Council tax is inherently ‘unsexy’. It doesn’t hit the headlines all too often, let alone national news. In the media it’s an oft-neglected, much-maligned thing. In fact, you’re probably already thinking of closing this blog. Why on Earth would I read about council tax? I’d rather read the manual for my oven, or watch paint dry, or… I’ll stop you there. Council tax may not seem interesting, and for some of you it may not be, but it is, in fact, vital for the delivery of local services.
Now more than ever, council tax is essential to local government budgets. The National Audit Office estimates that almost 40% of local authority revenue funding is from council tax. The climate of local government finance is turbulent. Growing service demand, falling central government grants, and the scarring legacy of COVID, all paint a challenging picture for local authorities.
There are, however, two sides to the council tax coin. Balancing budgets is not only a challenge for local authorities. Council tax debts and related enforcement are growing for households across the country. Nationally, an estimated 3 million people have been taken to court over council tax debt over the past year *. This raises an important question: what can we do as a county council to better target support to residents that are most in need?
Well, the first step in answering this question is identifying who and where households who may be struggling are. In order to support our partner organisations, we also wanted to quantify the financial impact of reduced council tax revenue on local authorities across Essex.
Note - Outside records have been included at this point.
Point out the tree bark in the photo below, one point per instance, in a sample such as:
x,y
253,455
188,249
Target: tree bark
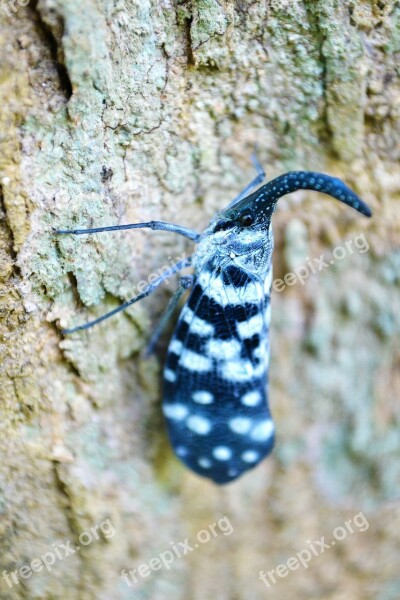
x,y
118,112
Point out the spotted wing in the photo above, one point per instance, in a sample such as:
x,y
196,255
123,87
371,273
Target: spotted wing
x,y
215,400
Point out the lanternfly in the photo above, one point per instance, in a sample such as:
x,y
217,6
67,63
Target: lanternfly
x,y
215,377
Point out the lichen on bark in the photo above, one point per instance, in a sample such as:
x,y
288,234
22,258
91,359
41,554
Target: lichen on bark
x,y
121,112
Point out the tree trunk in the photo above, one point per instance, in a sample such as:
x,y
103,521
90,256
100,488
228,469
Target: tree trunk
x,y
119,112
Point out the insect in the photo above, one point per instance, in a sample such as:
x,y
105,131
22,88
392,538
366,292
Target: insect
x,y
216,373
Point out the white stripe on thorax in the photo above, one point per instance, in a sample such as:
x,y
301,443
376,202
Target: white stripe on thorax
x,y
214,287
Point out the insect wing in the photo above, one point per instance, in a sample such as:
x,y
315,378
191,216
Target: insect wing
x,y
215,399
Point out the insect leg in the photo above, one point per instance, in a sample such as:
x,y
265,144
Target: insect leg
x,y
146,292
155,225
185,283
259,178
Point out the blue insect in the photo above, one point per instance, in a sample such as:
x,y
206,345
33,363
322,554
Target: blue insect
x,y
215,377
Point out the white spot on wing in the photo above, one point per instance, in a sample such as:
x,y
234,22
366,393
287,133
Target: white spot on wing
x,y
181,451
268,282
199,424
196,325
224,349
241,370
250,456
263,431
251,398
192,361
267,314
240,425
169,375
202,397
175,347
222,452
175,411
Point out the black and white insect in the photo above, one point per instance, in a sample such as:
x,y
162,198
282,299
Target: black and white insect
x,y
216,373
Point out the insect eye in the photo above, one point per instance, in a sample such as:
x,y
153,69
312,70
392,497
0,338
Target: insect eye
x,y
222,225
246,220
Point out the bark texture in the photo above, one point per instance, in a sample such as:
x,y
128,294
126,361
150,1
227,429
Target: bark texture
x,y
124,111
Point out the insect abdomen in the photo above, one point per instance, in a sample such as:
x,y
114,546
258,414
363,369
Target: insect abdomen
x,y
215,399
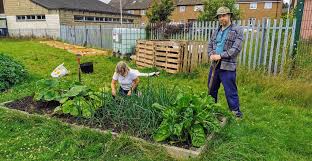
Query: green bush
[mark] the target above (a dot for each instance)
(11, 72)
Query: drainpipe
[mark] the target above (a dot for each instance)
(120, 12)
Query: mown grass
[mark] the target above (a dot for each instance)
(277, 110)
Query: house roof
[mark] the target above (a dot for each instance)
(80, 5)
(200, 2)
(248, 1)
(189, 2)
(116, 3)
(138, 4)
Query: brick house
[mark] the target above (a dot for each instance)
(136, 7)
(51, 14)
(188, 10)
(258, 9)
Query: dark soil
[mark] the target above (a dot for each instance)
(28, 104)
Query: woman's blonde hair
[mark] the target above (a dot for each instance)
(121, 67)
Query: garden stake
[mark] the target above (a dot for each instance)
(214, 66)
(79, 71)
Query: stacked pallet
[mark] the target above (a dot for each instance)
(171, 56)
(168, 56)
(145, 53)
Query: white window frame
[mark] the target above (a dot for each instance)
(252, 20)
(20, 18)
(130, 11)
(199, 8)
(253, 5)
(268, 5)
(143, 12)
(182, 8)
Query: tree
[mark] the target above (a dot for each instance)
(211, 7)
(160, 12)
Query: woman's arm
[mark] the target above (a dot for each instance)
(113, 86)
(134, 85)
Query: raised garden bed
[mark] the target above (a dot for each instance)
(133, 116)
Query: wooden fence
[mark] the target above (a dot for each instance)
(267, 43)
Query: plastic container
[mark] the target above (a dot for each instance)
(86, 67)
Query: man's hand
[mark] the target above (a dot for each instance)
(215, 57)
(114, 92)
(129, 93)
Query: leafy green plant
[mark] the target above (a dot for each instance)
(11, 72)
(134, 115)
(75, 99)
(190, 116)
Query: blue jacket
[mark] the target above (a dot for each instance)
(232, 47)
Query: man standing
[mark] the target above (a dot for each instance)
(223, 49)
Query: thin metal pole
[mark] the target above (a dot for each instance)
(120, 12)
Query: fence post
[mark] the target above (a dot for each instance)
(264, 30)
(101, 36)
(299, 14)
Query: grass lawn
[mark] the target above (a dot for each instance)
(276, 126)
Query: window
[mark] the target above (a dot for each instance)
(252, 20)
(267, 5)
(99, 19)
(143, 12)
(253, 6)
(198, 8)
(130, 11)
(89, 18)
(116, 19)
(236, 6)
(182, 8)
(30, 18)
(78, 18)
(41, 17)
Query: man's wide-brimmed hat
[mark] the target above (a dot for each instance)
(223, 10)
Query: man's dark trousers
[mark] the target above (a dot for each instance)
(228, 80)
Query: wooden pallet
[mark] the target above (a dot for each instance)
(168, 56)
(195, 54)
(145, 54)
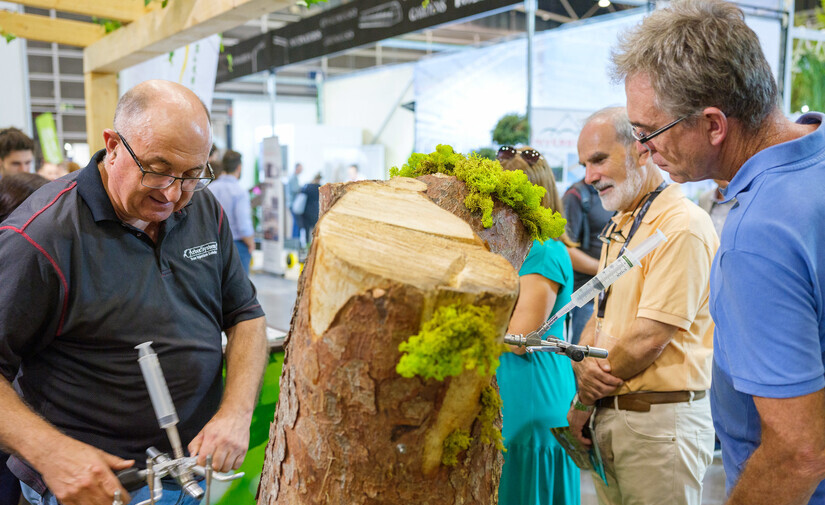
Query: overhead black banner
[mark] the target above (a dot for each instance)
(355, 24)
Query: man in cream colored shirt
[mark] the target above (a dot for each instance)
(649, 403)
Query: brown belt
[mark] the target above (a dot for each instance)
(641, 402)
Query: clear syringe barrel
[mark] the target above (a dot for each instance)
(156, 384)
(613, 271)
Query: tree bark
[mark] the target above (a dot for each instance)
(348, 429)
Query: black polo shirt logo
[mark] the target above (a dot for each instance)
(201, 251)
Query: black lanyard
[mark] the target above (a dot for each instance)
(637, 221)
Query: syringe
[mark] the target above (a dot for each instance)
(159, 394)
(165, 411)
(605, 278)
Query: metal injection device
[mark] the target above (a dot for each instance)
(158, 464)
(584, 294)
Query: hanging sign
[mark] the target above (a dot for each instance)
(351, 25)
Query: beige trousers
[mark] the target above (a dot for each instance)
(656, 457)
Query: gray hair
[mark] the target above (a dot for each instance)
(621, 124)
(699, 53)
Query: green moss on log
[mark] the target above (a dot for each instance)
(486, 179)
(457, 338)
(457, 441)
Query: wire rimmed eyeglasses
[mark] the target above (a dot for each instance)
(644, 138)
(157, 180)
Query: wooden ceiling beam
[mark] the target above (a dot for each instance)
(46, 29)
(124, 11)
(164, 30)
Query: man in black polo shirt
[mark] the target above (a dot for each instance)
(125, 251)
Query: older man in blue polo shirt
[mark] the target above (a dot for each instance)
(125, 251)
(702, 99)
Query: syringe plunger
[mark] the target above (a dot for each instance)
(156, 384)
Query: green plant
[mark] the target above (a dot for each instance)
(109, 25)
(456, 338)
(457, 441)
(511, 130)
(490, 407)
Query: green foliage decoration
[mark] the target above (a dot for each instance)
(486, 179)
(457, 338)
(490, 407)
(457, 441)
(109, 25)
(511, 130)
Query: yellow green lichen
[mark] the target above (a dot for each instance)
(490, 407)
(486, 179)
(457, 338)
(457, 441)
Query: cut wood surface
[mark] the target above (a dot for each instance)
(348, 429)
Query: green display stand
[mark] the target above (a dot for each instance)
(242, 491)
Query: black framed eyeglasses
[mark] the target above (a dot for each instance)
(644, 138)
(531, 156)
(157, 180)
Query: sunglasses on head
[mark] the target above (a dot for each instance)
(531, 156)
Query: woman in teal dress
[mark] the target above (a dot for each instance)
(536, 388)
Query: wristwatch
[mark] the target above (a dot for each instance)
(578, 405)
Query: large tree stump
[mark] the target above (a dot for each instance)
(348, 429)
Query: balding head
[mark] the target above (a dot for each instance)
(164, 129)
(157, 103)
(617, 118)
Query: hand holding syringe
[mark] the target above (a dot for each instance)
(158, 464)
(581, 296)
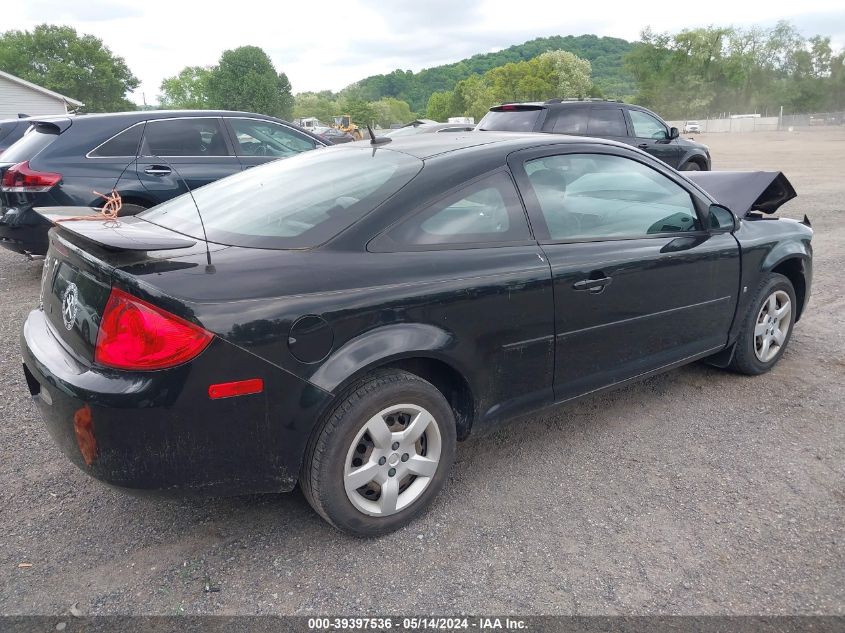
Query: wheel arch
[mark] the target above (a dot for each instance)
(793, 267)
(419, 349)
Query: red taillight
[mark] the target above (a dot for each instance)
(21, 179)
(238, 388)
(137, 335)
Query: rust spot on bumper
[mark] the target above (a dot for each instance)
(83, 426)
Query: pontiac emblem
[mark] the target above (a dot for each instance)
(70, 305)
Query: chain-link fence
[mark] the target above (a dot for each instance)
(757, 123)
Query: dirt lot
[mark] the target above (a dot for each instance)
(694, 492)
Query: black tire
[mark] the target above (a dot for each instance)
(745, 359)
(324, 467)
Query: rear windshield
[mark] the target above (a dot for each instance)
(6, 128)
(510, 120)
(297, 202)
(31, 144)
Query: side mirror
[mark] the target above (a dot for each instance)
(720, 218)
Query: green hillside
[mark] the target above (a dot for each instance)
(604, 53)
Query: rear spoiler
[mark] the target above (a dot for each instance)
(745, 191)
(123, 234)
Despite the magnitude of the issue, there is a lack of data on council tax collection rates (or at least accessible at a county council level). Internal data is limited: often it’s high-level, complex, and difficult to draw substantive insight from. This meant answering our research questions quickly became a more difficult task than anticipated. Taking a conventional approach, and a healthy dose of assumption, we created a model that simulated that the cost-of-living crisis would have the same fiscal impact as the coronavirus pandemic. This model was simple. We applied district-level 2019-20 collection rates to LSOA-level 2023-24 taxbase. However, it was a blanket approach, and didn’t capture the uneven nature of deprivation. With a far from robust model, and limited access to data, what could we achieve?
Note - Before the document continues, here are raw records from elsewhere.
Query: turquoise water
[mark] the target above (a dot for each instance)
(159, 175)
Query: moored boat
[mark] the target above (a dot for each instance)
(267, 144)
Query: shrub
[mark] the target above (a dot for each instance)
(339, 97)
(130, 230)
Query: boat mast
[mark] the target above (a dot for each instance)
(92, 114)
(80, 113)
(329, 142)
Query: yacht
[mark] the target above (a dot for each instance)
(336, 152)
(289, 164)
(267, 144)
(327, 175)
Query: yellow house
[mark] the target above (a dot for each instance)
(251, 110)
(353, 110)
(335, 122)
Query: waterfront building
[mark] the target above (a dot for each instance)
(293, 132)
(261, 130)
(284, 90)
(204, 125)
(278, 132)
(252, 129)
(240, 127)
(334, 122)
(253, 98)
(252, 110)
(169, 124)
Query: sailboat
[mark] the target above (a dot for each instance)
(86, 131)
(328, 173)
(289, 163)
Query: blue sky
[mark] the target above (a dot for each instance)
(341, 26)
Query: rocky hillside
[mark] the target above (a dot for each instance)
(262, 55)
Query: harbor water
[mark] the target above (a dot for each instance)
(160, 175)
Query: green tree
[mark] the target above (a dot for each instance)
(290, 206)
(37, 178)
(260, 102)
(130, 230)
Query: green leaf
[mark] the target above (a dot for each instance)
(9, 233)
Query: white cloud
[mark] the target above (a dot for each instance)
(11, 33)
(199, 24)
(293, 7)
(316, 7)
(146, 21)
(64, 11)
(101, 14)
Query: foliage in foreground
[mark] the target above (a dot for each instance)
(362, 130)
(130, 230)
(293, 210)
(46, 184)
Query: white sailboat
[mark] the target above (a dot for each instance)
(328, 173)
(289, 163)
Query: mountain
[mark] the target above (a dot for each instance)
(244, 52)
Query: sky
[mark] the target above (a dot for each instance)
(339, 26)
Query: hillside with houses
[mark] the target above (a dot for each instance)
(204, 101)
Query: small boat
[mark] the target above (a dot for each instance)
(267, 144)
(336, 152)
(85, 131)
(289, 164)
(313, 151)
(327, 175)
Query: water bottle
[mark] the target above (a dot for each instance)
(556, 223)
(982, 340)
After trawling the internet, running through reams of data, and countless discussions, it seemed all hope for a solution was lost. Then Eureka! I found myself seeking inspiration from my fellow ECC Analysts via our Insight Library, the go-to resource for all ECC analysis both past and present. Within minutes, I had found a model I liked that took inspiration from the work of the UCL Jill Dando Institute, to build a model identifying and indexing vulnerability.
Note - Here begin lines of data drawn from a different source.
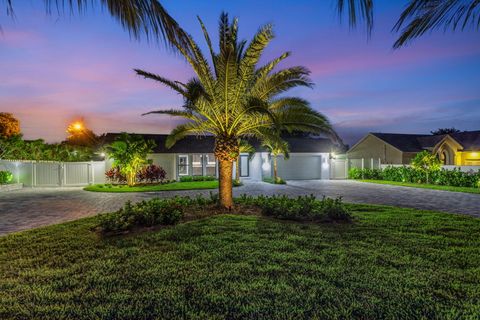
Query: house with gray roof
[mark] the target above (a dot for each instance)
(461, 148)
(193, 156)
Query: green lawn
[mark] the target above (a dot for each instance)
(425, 186)
(157, 187)
(389, 263)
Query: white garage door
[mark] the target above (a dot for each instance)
(299, 167)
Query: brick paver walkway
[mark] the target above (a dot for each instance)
(31, 208)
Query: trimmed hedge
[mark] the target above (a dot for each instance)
(5, 177)
(454, 178)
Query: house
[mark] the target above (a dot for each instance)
(461, 148)
(193, 156)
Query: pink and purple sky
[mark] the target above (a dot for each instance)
(55, 69)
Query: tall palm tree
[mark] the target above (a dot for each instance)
(229, 97)
(418, 17)
(147, 17)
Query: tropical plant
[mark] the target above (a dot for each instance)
(426, 162)
(129, 154)
(138, 17)
(243, 147)
(9, 125)
(230, 97)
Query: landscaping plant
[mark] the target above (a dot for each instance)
(129, 154)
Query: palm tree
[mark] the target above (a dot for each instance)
(276, 146)
(243, 147)
(422, 16)
(147, 17)
(418, 17)
(229, 97)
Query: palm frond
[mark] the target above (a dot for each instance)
(357, 10)
(422, 16)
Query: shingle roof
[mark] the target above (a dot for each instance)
(470, 140)
(205, 144)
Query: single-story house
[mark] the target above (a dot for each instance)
(460, 149)
(193, 156)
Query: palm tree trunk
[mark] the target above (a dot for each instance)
(225, 184)
(237, 169)
(275, 169)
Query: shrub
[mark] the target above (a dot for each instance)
(303, 208)
(5, 177)
(151, 173)
(196, 178)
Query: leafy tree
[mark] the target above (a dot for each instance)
(243, 147)
(276, 147)
(138, 17)
(445, 131)
(129, 153)
(9, 125)
(419, 16)
(230, 97)
(426, 162)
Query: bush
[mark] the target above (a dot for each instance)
(151, 174)
(5, 177)
(196, 178)
(303, 208)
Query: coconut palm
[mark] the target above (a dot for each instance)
(243, 147)
(418, 17)
(229, 97)
(147, 17)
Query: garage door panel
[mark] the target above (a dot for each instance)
(300, 167)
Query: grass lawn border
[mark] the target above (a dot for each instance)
(424, 186)
(174, 186)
The concept of a vulnerability index seemed highly suitable for this project: holistic, dynamic, and ideal for mapping. It simply takes factors which make an area vulnerable to a particular issue, and calculates a score based upon these. In the case of the council tax vulnerability index, these factors include demographics- for instance, people over the age of 65 who are living alone- as well as financial indicators- such as the proportion of people on low discretionary incomes.
The vulnerability index highlighted LSOAs** (lower-level super output areas) with extreme vulnerability to the cost-of-living crisis. Although the index is specific to council tax, arguably the factors which make someone vulnerable to council-tax non-payment also make one vulnerable to the likes of food and fuel poverty.
A question that has arisen many times when presenting this work is ‘so what?’. What sort of interventions could the index lead to? How can districts act on this information, as budgets are increasingly limited, and resources increasingly strained? Even at its most basic level, the index provides us with a way of better understanding our taxbase. This means that we can better support our residents. From tailoring interventions that off our residents advice and support, through to fine-tuning budgets, we hope that the index will provide a valuable insight tool to teams across the county.
This project has also taught us something important: learn from your team. There’s a whole wealth of knowledge, skill, and experience in the Data and Analytics team to draw upon. Resources such as Insight Libraries and Open Data platforms that enable collaboration are vital for service improvement. As is engagement, for instance having a chat with a colleague whose expertise differ from yours. Collaboration leads to innovation.
So, dear reader, have you changed your mind on council tax? I hope so!
If you want to hear more about our work. You can find our vulnerability maps and further interpretation over on Open Data.
** An LSOA, or lower level super output area, is a geographically bounded area- similar to a ward. It has a population of 1,000 to 3,000 people, which equates to around 400 to 1,200 households. Most public sector data is organised at LSOA level, which makes it simpler for us compare small-area level statistics.